ケヴィンの同僚アランが開発したプログラム、トロン(『トロン』)
ケヴィンの同僚アランが開発したプログラム、トロン(『トロン』)[c]Everett Collection/AFLO

ブロック模型のような方法で作成されたライトサイクル

MAGIは映画の担当部分に必要な3Dモデルを作成するため、「プリミティブ」と呼ばれる一連の均一な幾何学的形状を作成。同社が作成したライトサイクルは、これらのプリミティブを交差させて物体の本体を組み立てるという、ブロック模型作りのような方法で作成された。

一方、トリプル・アイはアニメーション部分のモデルを作成するために、物体の詳細な設計図を作成したあと、それをデジタル変換テーブルに貼り付け、十字線ファインダ付きの初期マウスデバイスを使用して各トップの位置を記録した。このエンコード情報を用いて、コンピュータは3Dモデルを構築することができたのだ。

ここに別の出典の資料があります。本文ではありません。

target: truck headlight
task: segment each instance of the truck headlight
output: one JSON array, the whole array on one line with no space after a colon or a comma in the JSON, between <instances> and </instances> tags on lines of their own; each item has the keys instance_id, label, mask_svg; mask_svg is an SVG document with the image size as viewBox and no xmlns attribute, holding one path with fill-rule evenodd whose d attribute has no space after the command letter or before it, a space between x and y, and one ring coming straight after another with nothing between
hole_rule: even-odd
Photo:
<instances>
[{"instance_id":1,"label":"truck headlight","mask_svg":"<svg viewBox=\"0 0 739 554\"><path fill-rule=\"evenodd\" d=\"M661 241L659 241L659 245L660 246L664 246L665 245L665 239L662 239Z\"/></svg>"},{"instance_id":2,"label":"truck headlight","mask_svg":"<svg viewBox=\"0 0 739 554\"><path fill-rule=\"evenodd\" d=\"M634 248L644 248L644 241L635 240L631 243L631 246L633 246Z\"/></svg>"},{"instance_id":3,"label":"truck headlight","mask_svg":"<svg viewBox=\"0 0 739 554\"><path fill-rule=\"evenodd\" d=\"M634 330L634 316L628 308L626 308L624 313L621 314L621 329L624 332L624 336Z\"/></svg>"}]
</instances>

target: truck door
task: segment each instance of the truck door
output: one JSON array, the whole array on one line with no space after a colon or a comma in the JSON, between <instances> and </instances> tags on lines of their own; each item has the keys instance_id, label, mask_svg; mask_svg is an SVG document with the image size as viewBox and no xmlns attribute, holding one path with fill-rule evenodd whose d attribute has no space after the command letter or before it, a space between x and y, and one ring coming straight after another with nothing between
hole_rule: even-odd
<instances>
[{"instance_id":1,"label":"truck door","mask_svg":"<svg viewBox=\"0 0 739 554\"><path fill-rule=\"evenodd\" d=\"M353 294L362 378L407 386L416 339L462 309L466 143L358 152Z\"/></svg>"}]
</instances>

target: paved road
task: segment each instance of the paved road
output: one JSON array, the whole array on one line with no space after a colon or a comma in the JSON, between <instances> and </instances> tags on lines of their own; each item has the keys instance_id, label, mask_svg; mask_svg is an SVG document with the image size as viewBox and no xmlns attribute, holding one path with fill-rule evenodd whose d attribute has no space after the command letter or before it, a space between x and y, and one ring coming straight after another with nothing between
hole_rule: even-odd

【写真を見る】『トロン』にて初登場し、シリーズを代表するアクションの一つとなったライトサイクル
【写真を見る】『トロン』にて初登場し、シリーズを代表するアクションの一つとなったライトサイクル[c]Everett Collection/AFLO

CG映像は特別高解像度のビデオ・スクリーン上で作成されたが、1フレームにつき4,800万ビットもの情報が必要とされ、最も複雑なフレームの作成には6時間もかかったという。そういう演算レベルと処理速度の時代だったのである。